Dear Bean, I come home after being away from you for hours, and gather you up into my arms. Your hair smells like wild grasses and sun. Your feet are bare; knees scuffed from climbing rocks and logs. On your collar, the crumbs from the small lemon vanilla cookies you ate by the fistful. Daddy tells me you finished the entire box on your way home from the grocery store, and you look pleased.
This is what you are like now: always hungry—devouring two eggs and toast at one setting for breakfast, and then coming back for melon and yogurt a little later on. We get glimpses of the future you: a lanky teenager, eating the refrigerator empty in one go. And like that boy you’ll be, you’re skinny now too. All lean muscle, with a little round belly leading the way.
I skipped last month’s letter, and in the turning of that calendar page, you were weaned and never looked back. I can’t believe it was only two months since stopped nursing. I can hardly remember the way you were then, still linked to me by those moments of sustenance, because the you of this moment occupies my mind so boldly. You are a whirlwind of running feet; a sky full of wild grins, a pocket full of mischief.
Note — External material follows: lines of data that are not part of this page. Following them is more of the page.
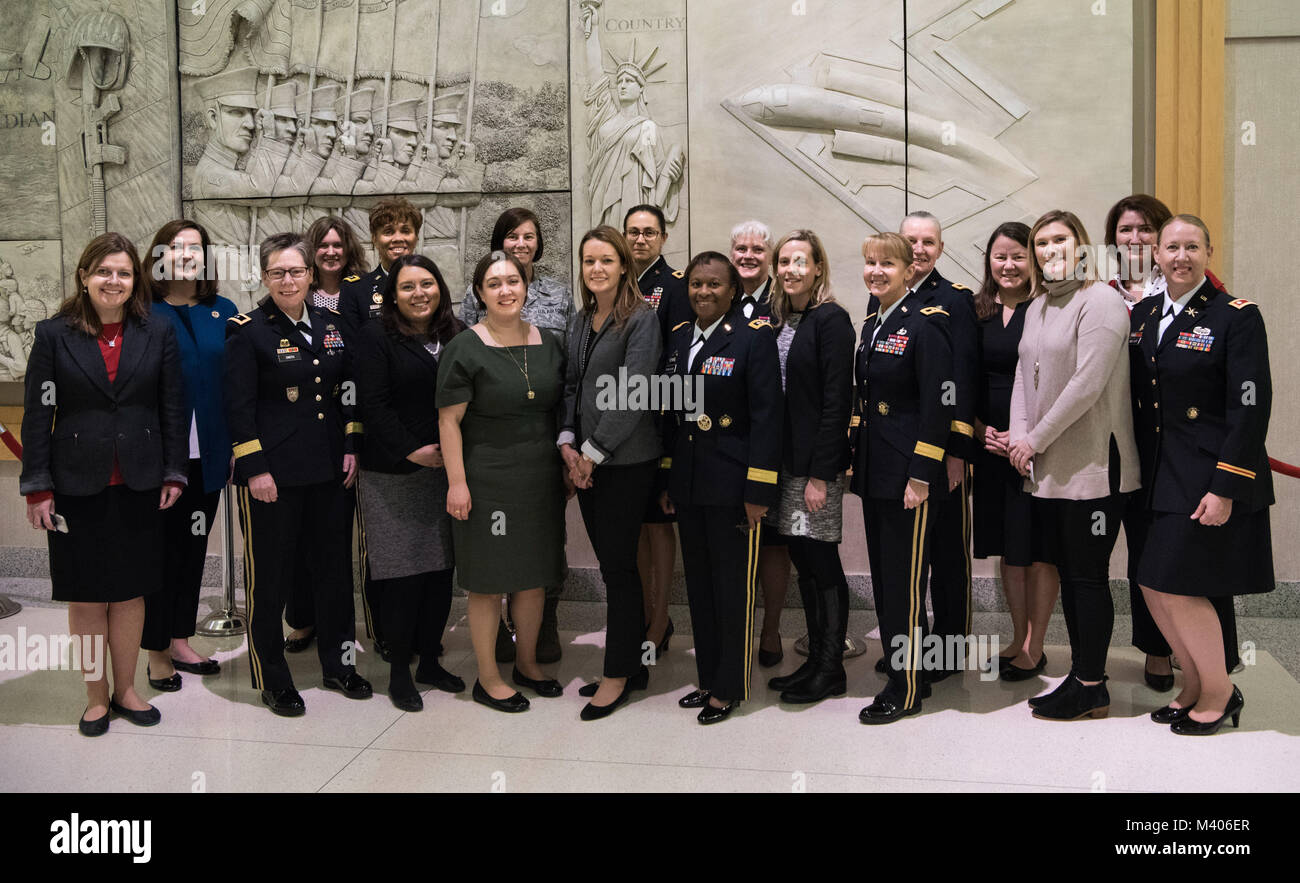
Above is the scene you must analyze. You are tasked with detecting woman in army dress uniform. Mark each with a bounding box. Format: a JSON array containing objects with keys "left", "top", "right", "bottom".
[
  {"left": 659, "top": 251, "right": 781, "bottom": 723},
  {"left": 438, "top": 251, "right": 564, "bottom": 711},
  {"left": 224, "top": 233, "right": 371, "bottom": 717},
  {"left": 850, "top": 233, "right": 953, "bottom": 724},
  {"left": 1128, "top": 215, "right": 1274, "bottom": 736}
]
You are becoming yourself every single day, and watching you I long for that kind dynamic growth: to wake up each day open to learning things abundantly.
Every morning you are fresh to plunge in again. Always, you want to name your world. You open your eyes, then point. Door, window, kitty, Daddy, water, Mama. I hardly can imagine what it must be like to jump like that; to submerge oneself into the rich variety of experience, from the moment of waking, onwards.
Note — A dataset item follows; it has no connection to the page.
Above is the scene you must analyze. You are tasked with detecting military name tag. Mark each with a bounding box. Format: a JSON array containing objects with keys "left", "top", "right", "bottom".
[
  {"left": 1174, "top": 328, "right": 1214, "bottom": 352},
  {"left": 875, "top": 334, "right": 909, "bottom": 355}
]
My first thoughts rarely have to do with embracing the day. For me, it’s more about prolonging sleep, then coffee, then a list of obligations. It’s as though because I am ‘grown up’ I’ve come to think I know the world, and have as a result, stopped loving it as much as you do. I’ve let cynicism creep in, and it fills the small chinks between wonder and exhaustion in my mind.
Being with you, I’m learning how to dive back in; to feel wholly, to awaken to the bright fullness of the moment. When we walk down the road to get the mail, I stop expecting to actually get the mail. I stop expecting anything at all, and simply follow as you lead.
We go through tall grass to a big rock. You climb it’s sloping side, and when you’re at the top you lie on your belly. We are eye level now, and for a minute we stay this way, grinning at each other, feeling the warmth that the rock has absorbed from the sun. Then you swing your body around and climb feet first down the sheer side; your toes finding small foot holds.
You grin when you land on the grass again with a small thud. Then you run back around, ready to climb again. Once is not enough. Twice is not enough. Each time you climb and slide, you soak up the experience anew with pure exuberance. Each time you come to the experience with an open heart, expecting only joy.
I breathe in deeply, and feel the heat rising through my palms resting on the rock’s smooth surface. Above us, the sky is flecked with small clouds, and the field sings with a million insects.
Summer is coming to an end, and it’s as if they know it: their treble song is louder now, merging at dusk with the staccato of the night creatures. At the edge of the field woods behind us, a few branches on a one maple tree have turned vermillion, like a single chili pepper in a vast green bowl. On the hilltops across the valley, the evening light is falling rosy on the trees.
You’ve had enough of the rock now and want me to put you up on my shoulders. When I do, you grab my cheeks and laugh. I bring your toes to my lips and kiss them, and they smell like sweet clover, and are stained green.
If you were going to daycare this fall, my heart I’m sure, would be shattering into a thousand small pieces. But instead, you will be with your Gran, who has moved down the road, and so I’m looking forward to having a new routine, to being newly challenged by work, and to the time away from you. These moments with you then, are all the sweeter. Scooping you up after hours apart, I want to drink you up.
Your Gran is always bringing us small treasures: fresh eggs from the farm where she pulls weeds; amethyst crystals; bright zinnias. And it’s been nice to have her here—nice for us to grow into a new relationship, to see each other differently, and perhaps more accurately, as we are. Someday maybe you’ll understand this. Someday, impossibly, you’ll grow up and want to be wholly separate from me.
But for now, we’re both content to be thisclose. Your nose pressed against mine, your arms wrapped around my neck.